Here we are, The Waiting Place. Well that is a hard one to swallow. I have been battling this in my mind for the last 6 months, hoping it was not true. Hoping there would be a change of heart and we would just go. Hoping for an opportunity to sail this season, and yet it is not to be.
Why? Why is this having such a profound effect on me? Is it because I have spent the last six years planning for this sailing adventure. Is it the thought I made the biggest financial mistake of my life. Am I afraid of failure. Is it the worry that if we don’t go now it won’t happen. Maybe the even greater fear that in the year to come something will prevent us from going? Are we losing the ideal age for the boys? Will the home schooling become too hard? Will they no longer want to be with their parents but rather their friends. Will the boat develop problems as it sits? The worries are constant.
I have always been a very goal orientated person. Without a goal I am often lost. I subscribed to the “Set a Date” plan, I followed it through. I put in literally tens of thousands of hours reading, researching, planing and acting. Our two months on the boat last year was a dream. We proved to ourselves and the family as a whole, that this is something we were capable of doing, for a few years and greatly enjoying.
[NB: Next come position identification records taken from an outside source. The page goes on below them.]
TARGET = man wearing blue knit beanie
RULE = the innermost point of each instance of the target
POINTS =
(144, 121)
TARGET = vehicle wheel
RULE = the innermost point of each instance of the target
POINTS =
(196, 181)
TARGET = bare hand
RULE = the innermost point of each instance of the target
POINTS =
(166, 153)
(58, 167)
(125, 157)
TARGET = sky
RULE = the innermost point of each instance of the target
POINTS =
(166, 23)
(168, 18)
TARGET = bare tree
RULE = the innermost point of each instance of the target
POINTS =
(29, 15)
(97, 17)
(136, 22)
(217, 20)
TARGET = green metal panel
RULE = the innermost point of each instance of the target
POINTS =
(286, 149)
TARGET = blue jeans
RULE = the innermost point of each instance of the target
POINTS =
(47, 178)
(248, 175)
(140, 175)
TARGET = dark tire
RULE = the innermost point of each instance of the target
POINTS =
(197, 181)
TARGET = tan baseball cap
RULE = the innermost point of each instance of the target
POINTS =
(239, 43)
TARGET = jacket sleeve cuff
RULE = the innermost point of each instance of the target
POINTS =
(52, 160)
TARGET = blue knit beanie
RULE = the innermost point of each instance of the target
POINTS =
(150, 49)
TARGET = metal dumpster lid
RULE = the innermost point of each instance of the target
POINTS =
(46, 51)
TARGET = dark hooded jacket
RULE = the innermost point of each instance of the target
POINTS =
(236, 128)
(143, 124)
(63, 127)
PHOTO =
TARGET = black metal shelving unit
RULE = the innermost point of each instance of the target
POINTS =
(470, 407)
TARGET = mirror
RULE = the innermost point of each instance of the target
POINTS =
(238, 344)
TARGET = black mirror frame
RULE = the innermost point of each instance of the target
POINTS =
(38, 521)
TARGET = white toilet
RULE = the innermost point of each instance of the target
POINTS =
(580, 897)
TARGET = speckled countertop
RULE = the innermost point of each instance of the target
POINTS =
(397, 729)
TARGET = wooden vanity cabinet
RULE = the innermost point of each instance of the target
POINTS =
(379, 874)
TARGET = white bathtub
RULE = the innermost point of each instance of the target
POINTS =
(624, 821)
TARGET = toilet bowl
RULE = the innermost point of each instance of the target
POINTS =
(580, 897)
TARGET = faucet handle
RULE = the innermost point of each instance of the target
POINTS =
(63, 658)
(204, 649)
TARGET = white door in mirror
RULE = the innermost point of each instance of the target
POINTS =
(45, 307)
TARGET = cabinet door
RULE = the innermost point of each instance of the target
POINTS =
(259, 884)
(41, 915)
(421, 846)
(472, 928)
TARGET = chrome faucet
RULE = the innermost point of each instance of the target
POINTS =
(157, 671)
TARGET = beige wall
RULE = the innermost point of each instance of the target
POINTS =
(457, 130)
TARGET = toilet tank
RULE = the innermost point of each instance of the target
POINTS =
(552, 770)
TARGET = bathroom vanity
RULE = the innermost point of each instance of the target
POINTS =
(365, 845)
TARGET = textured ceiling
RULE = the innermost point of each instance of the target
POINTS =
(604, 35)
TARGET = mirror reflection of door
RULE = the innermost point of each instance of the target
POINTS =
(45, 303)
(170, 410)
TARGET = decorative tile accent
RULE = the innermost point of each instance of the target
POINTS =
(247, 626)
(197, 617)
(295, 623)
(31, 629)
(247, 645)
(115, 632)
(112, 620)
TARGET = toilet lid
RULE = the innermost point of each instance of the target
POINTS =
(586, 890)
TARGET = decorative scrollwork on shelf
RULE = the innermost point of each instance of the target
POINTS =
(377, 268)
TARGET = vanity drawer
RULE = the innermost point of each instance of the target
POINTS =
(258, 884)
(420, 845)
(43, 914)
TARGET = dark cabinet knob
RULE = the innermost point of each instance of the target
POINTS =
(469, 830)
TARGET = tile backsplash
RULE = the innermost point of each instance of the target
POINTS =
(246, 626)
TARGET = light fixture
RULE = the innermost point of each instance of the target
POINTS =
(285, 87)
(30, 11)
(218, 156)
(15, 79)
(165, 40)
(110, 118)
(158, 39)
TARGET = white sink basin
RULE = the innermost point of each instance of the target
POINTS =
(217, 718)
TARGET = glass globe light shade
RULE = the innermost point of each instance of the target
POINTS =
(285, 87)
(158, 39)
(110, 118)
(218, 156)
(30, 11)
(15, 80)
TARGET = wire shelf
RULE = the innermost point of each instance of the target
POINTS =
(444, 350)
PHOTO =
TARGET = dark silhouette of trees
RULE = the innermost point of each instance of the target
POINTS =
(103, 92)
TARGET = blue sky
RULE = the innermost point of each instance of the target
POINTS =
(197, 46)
I’m ready, the boat is ready as it can be. The idea of spending more time at work away from the family just for monetary gain no longer appeals. The contracts I’m currently on don’t fly much, flying is something I greatly enjoy. Work is currently a place to sit, consumed by ones thoughts. Tick tock, tick tock.
Nina has made such great sacrifices for me and the family. There were many days she has spent while I’m away pursuing my career goals. The sacrifices to her own career to raise the boys. We have to give her this time. She has earned it ten times over and she will be in a much better place on our return.
So we wait, and we dream
“The Waiting Place” Dr Seuss
What exactly is this place that most of us would prefer to avoid? When we want something to happen but that something won’t happen for a while, or even ever, it is uncomfortable and anxiety inducing. It is to be here, but wanting more than anything to be there.
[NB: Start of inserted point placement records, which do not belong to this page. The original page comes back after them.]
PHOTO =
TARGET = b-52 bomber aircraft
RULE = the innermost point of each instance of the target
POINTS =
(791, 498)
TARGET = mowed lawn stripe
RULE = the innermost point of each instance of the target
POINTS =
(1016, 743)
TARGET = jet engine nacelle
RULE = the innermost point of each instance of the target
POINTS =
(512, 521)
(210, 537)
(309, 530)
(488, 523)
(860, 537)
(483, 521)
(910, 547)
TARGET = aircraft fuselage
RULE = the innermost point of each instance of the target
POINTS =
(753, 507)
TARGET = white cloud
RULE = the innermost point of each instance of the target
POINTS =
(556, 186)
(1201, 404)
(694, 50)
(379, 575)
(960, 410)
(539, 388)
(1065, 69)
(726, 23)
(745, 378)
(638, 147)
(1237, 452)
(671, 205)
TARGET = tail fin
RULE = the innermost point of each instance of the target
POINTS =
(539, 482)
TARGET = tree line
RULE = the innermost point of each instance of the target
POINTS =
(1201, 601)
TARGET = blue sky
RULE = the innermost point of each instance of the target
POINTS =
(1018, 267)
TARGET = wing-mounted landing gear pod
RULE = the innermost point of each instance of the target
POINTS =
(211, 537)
Waiting, at its worst, is a rejection of the present. The problem, of course, is that we cannot actually reject the present. We are stuck, and no amount of lamentation or grumpiness or staring at the post slot will untether us from the present. Dr Seuss refers to the old saying “A watched pot never boils.” We are all familiar with the fact that this is not technically true, a watched pot will boil, but it will feel slower and more agonizing than the unwatched pot. The hidden profundity in this saying is that to stare at water, willing it to boil sooner is to fixate on an absence. It is to devote all of our energy to emptiness. It is to narrow our field of vision to a single thing that isn’t there. And if we have narrowed our vision to something that isn’t there, then we are seeing nothing. And that is why it is so uncomfortable, because to anxiously and single- mindedly wait is to devote ourselves to nothing.
Dr Seuss describes this as the waiting place. The picture he paints is of a sort of suspended animation, where the focus is on what is not. It is place where we cannot do anything and cannot leave. We seem to be utterly powerless, dependent on some external force to free us, God or a phone call or the rain or another chance. We have deposited all of our capacity to act on the other side of some uncontrollable event.
Probably the worst part of the waiting place for me is that we are there alone. We dwell on our emotional state to such a degree it can consume us. We become it. We question and doubt ourselves. We blame and shame ourselves. We undermine our capacity to act.
To wait usefully is to be awake, and not to reject either the present or the future. It requires being in a conversation between our current selves and future selves, not letting either lapse into a monologue.
And if you are dexterous and deft.
And never mix up your right foot with your left. Will you succeed? Yes! You will, indeed!